Trading Card Gamers Union
The club was formed in 2009 as current president and senior Eric Cura recalls “Back in sophomore year me and my friend started hanging out. Us and a few other people started out here [in the library] playing Yu-Gi-Oh and other trading card games.” The players meet in the morning, at lunch and occasionally gets involved in events outside of school. “We play at tournaments, some of our more veteran members like myself and a couple others, try to participate in tournaments, [consistently]. We’ve done average, we win some we lose some, usually a five- win five loss record as a team,” says Cura who’s been playing Yu-Gi-Oh since middle school.
Love More
The Love More Club was started by seniors Eric Torres and Brenda Lara to help students deal with the modern challenges of high school. “We teach our peers about ways to deal with issues or situations which students typically deal with in high school, whether it’s stress, bullying, depression, etc.,” says Torres.
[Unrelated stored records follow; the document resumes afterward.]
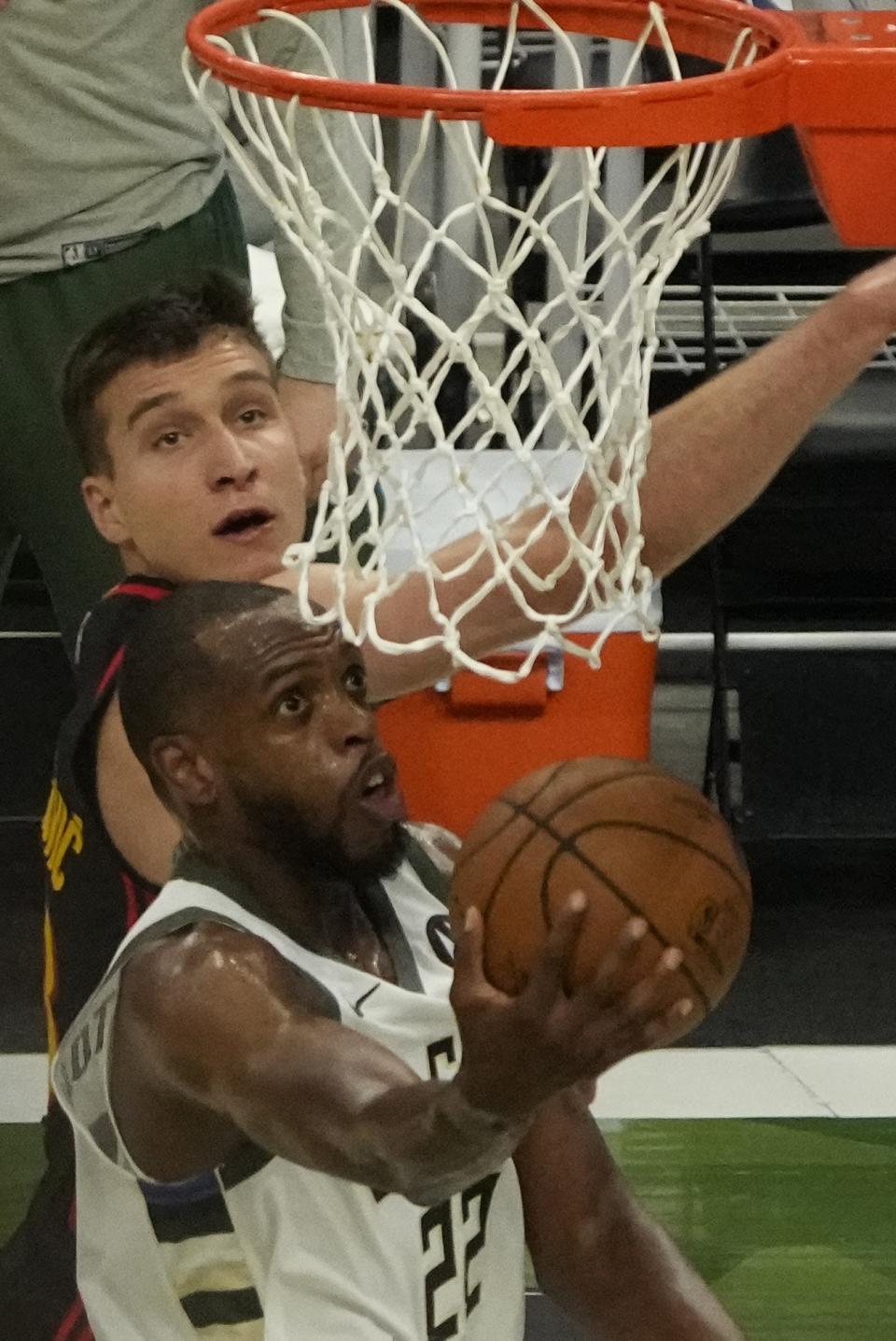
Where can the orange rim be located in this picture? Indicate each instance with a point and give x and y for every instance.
(831, 74)
(717, 106)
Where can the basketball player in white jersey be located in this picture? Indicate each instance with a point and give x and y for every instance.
(293, 1122)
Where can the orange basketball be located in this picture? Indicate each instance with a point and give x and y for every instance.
(639, 843)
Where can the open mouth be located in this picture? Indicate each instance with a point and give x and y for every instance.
(244, 522)
(378, 790)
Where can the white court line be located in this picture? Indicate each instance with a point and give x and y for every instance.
(682, 1082)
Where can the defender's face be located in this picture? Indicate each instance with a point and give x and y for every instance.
(206, 479)
(298, 751)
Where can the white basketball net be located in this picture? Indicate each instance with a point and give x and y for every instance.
(421, 295)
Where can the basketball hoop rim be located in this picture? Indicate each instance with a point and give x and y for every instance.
(819, 68)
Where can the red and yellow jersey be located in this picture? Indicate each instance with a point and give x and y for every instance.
(92, 896)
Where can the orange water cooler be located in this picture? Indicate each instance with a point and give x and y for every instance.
(462, 741)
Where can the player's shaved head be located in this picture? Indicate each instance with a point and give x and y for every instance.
(175, 670)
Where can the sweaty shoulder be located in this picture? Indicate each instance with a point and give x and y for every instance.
(208, 971)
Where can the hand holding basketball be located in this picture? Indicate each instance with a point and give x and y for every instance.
(520, 1051)
(637, 843)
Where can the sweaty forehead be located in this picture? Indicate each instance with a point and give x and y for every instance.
(255, 642)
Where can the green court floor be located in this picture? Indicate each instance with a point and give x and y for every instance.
(793, 1221)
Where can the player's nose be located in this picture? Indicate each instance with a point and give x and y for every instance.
(230, 463)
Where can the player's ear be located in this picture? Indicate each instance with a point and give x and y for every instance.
(187, 771)
(98, 492)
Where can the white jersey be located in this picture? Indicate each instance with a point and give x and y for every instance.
(261, 1249)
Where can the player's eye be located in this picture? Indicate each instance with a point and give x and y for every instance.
(170, 439)
(292, 706)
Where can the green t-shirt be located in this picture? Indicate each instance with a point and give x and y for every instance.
(101, 141)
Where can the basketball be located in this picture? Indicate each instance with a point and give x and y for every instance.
(639, 843)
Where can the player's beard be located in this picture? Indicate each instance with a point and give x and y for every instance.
(279, 829)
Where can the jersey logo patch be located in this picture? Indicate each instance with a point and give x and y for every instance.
(438, 932)
(366, 996)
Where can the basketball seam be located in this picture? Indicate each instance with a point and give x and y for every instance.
(519, 808)
(679, 839)
(470, 852)
(567, 845)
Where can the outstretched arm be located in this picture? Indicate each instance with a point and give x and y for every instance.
(715, 451)
(217, 1038)
(713, 454)
(596, 1252)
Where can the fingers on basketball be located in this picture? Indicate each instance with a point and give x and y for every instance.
(646, 849)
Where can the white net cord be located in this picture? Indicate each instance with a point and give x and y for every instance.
(516, 396)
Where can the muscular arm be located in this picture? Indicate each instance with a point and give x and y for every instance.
(135, 820)
(217, 1038)
(596, 1252)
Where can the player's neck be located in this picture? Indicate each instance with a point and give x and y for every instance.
(324, 916)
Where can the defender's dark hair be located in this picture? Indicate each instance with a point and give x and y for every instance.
(156, 328)
(166, 676)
The club was actually first known as the Love and Awareness club. “I then realized that I wore a dog tag necklace that says, ‘There is no remedy for love but to…’ on one side, and ‘LOVE MORE’ in capital letters on the other side. Brenda and I thought that ‘Love More’ was a much catchier name, and we just ran with it,” says Torres. For students who need help, or just want to create a more positive school environment, the Love More club meets every Monday in room 120.
SLAM Club
The Students Literary Arts Movement is a club that’s been around for only two years. “Many of the members and all of the club officers are seniors this year. As of now, there are no new officers in line for next year,” says club president Dina Marshalek. The idea for this club came to Marshalek after watching a YouTube video in her freshman year English class about a slam poem. This poetry slam inspired her as well as senior vice president Emma Walsh to host the first club meeting last year. “Club members perform and share various works from Def Poetry performances to Kanye West music videos. It’s refreshing to look at the classroom as a place of student creativity rather than just a lecture space,” says Marshalek. Slam Club meets every Monday in room 125.
Jewish Club
The Jewish club brings together people of the same faith and beliefs every other Friday at lunch. “The club has been around for a pretty long time,” says junior Jewish Club president Meredith Charlson. “We’ve had [guest speakers] come from the program ‘Abraham’s Vision’ to talk about Jewish-Muslim relations. The man who came runs the program and it’s all about Jewish teens and Muslim teens talking to each other,” comments Charlson. In the weeks ahead, the club will be hosting a holocaust survivor and former partisan who fought the Nazis in the woods of Eastern Europe.